Genesis BREYER P-ORRIDGE first achieved recognition with the 1969 founding of COUM Transmissions, a confrontational performance collective heavily influenced by Dada, which was later transformed into the band Throbbing Gristle. The culmination of COUM was the 1976 “Prostitution” exhibition at the ICA in London, which featured a stripper, used Tampax sculptures, repurposed pornography and transvestite guards, and caused such a commotion that the British Parliament reconsidered government funding for public art and labeled P-Orridge and h/er collaborators “Wreckers of Civilization.”
P-Orridge went on to found the ground-breaking band, Psychic TV. In the 1990s, P-Orridge began a collaboration with the performance artist Lady Jaye Breyer, which focused on a single, central concern—deconstructing the fiction of self. Influenced by “cut-up” techniques and frustrated by what they felt to be imposed limits on personal and expressive identity and on the language of true love, P-Orridge and Lady Jaye applied the strategy of “cutting-up” to their own bodies, in an effort to merge their two identities, through plastic surgery, hormone therapy, cross-dressing and altered behavior, into a single, “pandrogynous” character, “BREYER P-ORRIDGE". Although Lady Jaye passed away in 2007, the project continues with Genesis embodying the entirety of BREYER P-ORRIDGE.

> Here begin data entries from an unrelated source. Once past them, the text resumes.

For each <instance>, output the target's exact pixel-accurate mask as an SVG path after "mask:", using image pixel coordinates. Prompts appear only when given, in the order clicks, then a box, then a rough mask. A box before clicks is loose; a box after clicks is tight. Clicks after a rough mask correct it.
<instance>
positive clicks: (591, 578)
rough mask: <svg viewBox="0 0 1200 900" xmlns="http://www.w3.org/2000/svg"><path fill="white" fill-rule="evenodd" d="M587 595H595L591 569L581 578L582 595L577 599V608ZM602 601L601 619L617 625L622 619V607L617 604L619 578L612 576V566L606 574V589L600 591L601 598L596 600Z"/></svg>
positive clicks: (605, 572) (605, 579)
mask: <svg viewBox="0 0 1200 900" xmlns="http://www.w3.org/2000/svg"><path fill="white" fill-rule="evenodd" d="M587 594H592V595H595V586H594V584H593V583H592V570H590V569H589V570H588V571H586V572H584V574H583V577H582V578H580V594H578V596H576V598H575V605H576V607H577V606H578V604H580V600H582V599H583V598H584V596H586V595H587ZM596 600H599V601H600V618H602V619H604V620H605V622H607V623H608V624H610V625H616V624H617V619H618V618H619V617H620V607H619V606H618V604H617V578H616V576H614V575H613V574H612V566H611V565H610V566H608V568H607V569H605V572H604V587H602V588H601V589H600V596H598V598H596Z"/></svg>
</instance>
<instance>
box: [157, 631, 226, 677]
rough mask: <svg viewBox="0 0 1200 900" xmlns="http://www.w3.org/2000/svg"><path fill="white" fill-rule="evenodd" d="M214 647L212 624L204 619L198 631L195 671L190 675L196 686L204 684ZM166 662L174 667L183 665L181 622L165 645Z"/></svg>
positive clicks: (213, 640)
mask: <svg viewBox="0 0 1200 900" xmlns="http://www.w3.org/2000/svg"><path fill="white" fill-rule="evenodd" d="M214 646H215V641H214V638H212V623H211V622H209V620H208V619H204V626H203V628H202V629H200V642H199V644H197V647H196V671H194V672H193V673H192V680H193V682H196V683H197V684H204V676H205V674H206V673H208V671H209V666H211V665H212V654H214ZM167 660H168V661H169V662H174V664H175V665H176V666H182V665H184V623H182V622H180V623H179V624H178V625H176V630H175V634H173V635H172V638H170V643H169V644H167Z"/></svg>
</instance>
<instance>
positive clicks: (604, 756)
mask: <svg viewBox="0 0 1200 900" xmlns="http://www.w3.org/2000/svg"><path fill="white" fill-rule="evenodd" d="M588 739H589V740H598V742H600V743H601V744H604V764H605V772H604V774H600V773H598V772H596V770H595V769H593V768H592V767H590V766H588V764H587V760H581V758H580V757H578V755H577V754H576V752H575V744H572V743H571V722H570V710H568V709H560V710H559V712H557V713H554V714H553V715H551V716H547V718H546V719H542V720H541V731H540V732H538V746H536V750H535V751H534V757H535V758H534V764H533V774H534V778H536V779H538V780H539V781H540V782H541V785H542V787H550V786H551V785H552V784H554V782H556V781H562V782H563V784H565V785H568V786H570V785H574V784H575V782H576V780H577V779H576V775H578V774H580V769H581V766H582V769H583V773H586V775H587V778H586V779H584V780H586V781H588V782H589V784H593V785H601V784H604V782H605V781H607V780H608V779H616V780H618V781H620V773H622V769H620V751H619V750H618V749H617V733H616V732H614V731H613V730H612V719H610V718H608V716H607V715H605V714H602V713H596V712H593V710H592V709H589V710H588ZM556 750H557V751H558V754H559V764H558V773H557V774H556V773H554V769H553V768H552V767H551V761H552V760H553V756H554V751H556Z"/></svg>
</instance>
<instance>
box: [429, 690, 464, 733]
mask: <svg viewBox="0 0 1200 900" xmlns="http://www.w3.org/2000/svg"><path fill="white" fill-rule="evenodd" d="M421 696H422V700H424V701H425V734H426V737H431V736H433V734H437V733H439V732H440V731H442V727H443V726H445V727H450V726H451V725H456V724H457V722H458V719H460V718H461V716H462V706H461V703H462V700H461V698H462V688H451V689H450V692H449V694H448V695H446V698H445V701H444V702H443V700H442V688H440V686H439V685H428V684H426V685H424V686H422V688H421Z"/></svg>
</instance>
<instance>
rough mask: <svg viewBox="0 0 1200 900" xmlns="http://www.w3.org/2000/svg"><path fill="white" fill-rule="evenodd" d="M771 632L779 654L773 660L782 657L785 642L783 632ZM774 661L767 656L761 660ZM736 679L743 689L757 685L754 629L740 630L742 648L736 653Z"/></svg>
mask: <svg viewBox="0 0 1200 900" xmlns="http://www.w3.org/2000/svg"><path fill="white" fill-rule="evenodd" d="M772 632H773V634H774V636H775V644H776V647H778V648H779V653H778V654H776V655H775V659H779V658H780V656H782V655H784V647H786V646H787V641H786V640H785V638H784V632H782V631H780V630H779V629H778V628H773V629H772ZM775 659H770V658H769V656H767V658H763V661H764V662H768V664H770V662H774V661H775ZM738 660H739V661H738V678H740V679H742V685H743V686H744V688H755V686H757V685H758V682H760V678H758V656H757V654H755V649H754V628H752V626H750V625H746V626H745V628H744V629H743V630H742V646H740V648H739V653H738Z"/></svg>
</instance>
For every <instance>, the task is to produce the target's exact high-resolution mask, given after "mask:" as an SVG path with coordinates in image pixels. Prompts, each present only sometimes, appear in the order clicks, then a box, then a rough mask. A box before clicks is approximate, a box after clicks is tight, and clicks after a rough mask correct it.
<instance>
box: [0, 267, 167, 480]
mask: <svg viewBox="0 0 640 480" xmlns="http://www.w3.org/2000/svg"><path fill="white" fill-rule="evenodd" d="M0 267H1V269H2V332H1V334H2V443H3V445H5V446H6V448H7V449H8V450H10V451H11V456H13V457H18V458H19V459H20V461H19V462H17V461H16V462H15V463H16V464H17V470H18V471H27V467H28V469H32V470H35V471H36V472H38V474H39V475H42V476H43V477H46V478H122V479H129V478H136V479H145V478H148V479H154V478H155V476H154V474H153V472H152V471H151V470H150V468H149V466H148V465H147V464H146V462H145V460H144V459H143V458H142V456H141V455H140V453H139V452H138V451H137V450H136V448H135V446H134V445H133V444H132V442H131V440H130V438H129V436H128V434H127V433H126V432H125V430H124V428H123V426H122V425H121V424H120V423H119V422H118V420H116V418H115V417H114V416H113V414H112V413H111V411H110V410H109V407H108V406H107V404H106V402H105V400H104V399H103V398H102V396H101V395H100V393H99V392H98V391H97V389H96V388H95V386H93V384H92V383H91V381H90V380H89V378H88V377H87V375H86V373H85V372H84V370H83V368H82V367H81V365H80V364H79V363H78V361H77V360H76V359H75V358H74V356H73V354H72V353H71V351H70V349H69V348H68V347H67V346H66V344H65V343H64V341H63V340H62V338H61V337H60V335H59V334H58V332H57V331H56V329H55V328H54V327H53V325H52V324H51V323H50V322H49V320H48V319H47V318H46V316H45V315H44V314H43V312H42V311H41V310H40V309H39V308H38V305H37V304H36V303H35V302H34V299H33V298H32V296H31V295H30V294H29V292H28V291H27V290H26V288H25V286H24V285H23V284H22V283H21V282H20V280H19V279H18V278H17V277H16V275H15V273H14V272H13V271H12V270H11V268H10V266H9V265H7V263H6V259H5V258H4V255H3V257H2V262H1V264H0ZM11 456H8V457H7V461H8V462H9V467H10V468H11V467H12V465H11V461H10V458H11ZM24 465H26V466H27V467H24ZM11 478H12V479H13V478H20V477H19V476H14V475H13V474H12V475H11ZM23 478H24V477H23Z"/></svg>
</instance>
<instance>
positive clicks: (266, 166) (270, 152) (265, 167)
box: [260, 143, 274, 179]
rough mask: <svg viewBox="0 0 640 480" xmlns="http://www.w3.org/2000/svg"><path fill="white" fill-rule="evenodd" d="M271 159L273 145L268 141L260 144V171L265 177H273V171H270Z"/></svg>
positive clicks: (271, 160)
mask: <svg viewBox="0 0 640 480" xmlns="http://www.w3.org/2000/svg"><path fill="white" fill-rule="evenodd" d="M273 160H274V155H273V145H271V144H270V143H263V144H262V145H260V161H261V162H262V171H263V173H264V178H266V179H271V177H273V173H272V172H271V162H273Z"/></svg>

Genesis P-Orridge and BREYER P-ORRIDGE have exhibited internationally, including recent exhibitions at Deitch Projects, Mass MOCA, Centre Pompidou, Contemporary Art Museum St. Louis, Barbican Museum, the Swiss Institute and White Columns, amongst others. Work was recently acquired for the permanent collection of the Tate Britain. S/he is the author of The Psychick Bible.
Lonely Christopher is the author of The Mechanics of Homosexual Intercourse, a radical map of shortcomings in our daily experiences in the form of a debut story collection, which presents thematically related windows into serious emotional trouble and monstrous love. Lonely Christopher combines a striking emotional grammar with an unyielding imagination in the lovely-ugly architecture of his stories. He is the author of several poetry chapbooks and the volume Into (with Christopher Sweeney and Robert Snyderman). As a librettist and playwright, his dramatic works have been published, staged in New York City and internationally, and released in Mandarin translation. He is a founding member of the small press The Corresponding Society and an editor of its biannual journal Correspondence. He lives in Bed-Stuy, Brooklyn.